Eine Layer 3 (L3) ist eine Blockchain, die auf einem Layer-2-Netzwerk aufsetzt und dem Blockchain-Skalierungsstack damit eine dritte Ebene hinzufügt. Während eine Layer 2 dazu dient, eine gesamte Basis-Chain zu skalieren, bedient eine Layer 3 in der Regel eine einzelne Anwendung oder ein Ökosystem mit einer eigenen, dedizierten Umgebung.
Der Stack funktioniert von unten nach oben. Eine Layer 1 wie Ethereum liefert Konsens und endgültige Abwicklung, Layer-2-Rollups bündeln Transaktionen und schreiben Beweise oder komprimierte Daten zurück auf die Basis-Chain, und eine Layer 3 wickelt auf der darunterliegenden Layer 2 ab. Die Sicherheit fließt entlang dieser Kette nach unten: Eine L3 ist nur so vertrauenswürdig wie die L2, auf der sie abwickelt, und ihre Entscheidungen zur Datenverfügbarkeit fallen dabei ins Gewicht. Viele L3s halten Transaktionsdaten von der Basis-Chain fern, um Kosten zu senken, was die Garantien im Vergleich zu einem vollständigen Rollup schwächt.

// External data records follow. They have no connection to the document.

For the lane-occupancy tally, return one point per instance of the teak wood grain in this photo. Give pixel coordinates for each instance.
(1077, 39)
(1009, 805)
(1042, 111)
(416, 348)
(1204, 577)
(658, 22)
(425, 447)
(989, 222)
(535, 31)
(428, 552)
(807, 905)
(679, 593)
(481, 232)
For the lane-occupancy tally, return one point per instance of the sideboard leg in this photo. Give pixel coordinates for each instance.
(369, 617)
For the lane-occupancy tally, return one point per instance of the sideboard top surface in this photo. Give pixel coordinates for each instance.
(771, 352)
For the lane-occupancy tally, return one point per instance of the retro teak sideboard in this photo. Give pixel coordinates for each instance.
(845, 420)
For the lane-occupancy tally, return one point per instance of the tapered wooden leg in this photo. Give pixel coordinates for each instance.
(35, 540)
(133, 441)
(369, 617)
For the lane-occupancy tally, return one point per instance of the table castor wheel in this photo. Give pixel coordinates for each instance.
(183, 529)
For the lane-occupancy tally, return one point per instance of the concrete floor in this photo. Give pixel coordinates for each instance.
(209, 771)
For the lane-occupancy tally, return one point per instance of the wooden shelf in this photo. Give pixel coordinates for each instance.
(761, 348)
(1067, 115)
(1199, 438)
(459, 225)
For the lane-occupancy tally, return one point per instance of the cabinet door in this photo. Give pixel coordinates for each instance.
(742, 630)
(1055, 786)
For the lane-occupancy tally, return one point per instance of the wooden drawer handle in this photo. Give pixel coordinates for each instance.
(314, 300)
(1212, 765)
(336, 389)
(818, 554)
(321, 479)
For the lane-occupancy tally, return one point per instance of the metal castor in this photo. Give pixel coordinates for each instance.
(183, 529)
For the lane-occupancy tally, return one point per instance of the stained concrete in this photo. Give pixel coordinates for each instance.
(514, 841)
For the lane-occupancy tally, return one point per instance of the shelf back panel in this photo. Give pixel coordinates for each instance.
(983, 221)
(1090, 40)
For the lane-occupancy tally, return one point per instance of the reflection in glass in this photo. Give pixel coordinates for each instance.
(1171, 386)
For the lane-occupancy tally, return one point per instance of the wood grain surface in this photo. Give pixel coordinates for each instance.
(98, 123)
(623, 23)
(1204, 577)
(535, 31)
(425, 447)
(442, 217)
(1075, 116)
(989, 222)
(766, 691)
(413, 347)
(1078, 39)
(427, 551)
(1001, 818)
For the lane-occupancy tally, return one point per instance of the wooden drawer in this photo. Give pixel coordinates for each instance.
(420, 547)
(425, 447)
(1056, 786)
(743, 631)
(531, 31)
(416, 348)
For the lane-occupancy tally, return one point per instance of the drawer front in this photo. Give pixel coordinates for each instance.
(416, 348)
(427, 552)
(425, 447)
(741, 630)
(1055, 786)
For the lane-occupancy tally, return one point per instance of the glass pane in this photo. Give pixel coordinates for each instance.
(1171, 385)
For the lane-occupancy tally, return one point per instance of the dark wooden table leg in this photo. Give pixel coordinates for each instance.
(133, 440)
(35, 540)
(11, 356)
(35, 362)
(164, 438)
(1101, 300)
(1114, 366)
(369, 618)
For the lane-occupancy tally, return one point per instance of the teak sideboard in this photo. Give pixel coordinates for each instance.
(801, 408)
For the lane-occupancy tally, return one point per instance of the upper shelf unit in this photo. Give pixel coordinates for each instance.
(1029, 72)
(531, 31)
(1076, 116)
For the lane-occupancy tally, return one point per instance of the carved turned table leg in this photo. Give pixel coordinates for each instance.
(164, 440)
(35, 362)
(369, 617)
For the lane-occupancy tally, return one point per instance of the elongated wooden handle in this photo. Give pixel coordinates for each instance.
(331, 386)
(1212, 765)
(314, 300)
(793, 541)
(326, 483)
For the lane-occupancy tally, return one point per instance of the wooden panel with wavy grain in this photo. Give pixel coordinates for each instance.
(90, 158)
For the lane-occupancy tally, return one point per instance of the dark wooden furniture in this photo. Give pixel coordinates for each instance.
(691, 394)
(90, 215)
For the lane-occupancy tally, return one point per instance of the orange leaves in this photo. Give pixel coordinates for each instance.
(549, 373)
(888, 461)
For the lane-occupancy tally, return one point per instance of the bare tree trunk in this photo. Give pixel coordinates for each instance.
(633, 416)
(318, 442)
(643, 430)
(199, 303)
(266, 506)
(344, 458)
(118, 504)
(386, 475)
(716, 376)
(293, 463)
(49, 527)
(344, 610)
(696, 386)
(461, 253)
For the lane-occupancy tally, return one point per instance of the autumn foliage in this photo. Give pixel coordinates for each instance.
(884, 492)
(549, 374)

Teams entscheiden sich für eine L3, um App-spezifische Kontrolle zu erhalten. Häufige Beweggründe sind ein eigener Gas-Token, dedizierter Durchsatz, der nicht mit anderen Apps geteilt wird, integrierte Privatsphäre-Funktionen oder eine auf Gaming zugeschnittene Logik, bei Gebühren, die oft noch niedriger liegen als auf der darunterliegenden L2.
Bekannte Beispiele sind Arbitrum-Orbit-Chains, die auf Arbitrum One abwickeln, ZK Chains (früher Hyperchains genannt), die mit ZKsync-Technologie gebaut werden, sowie Appchains, die auf Base starten.
Layer 3s bleiben umstritten. Ethereum-Mitgründer Vitalik Buterin hat davor gewarnt, dass das Stapeln von Ebenen die Skalierbarkeit nicht automatisch vervielfacht, und jede zusätzliche Ebene bringt weitere Bridging-Schritte mit sich und fragmentiert Liquidität über mehrere Chains. Ein solides Verständnis der Layer 2, auf der ein Projekt abwickelt, und des dahinterliegenden Rollup-Designs ist daher der natürliche Ausgangspunkt für die Bewertung einer Layer 3.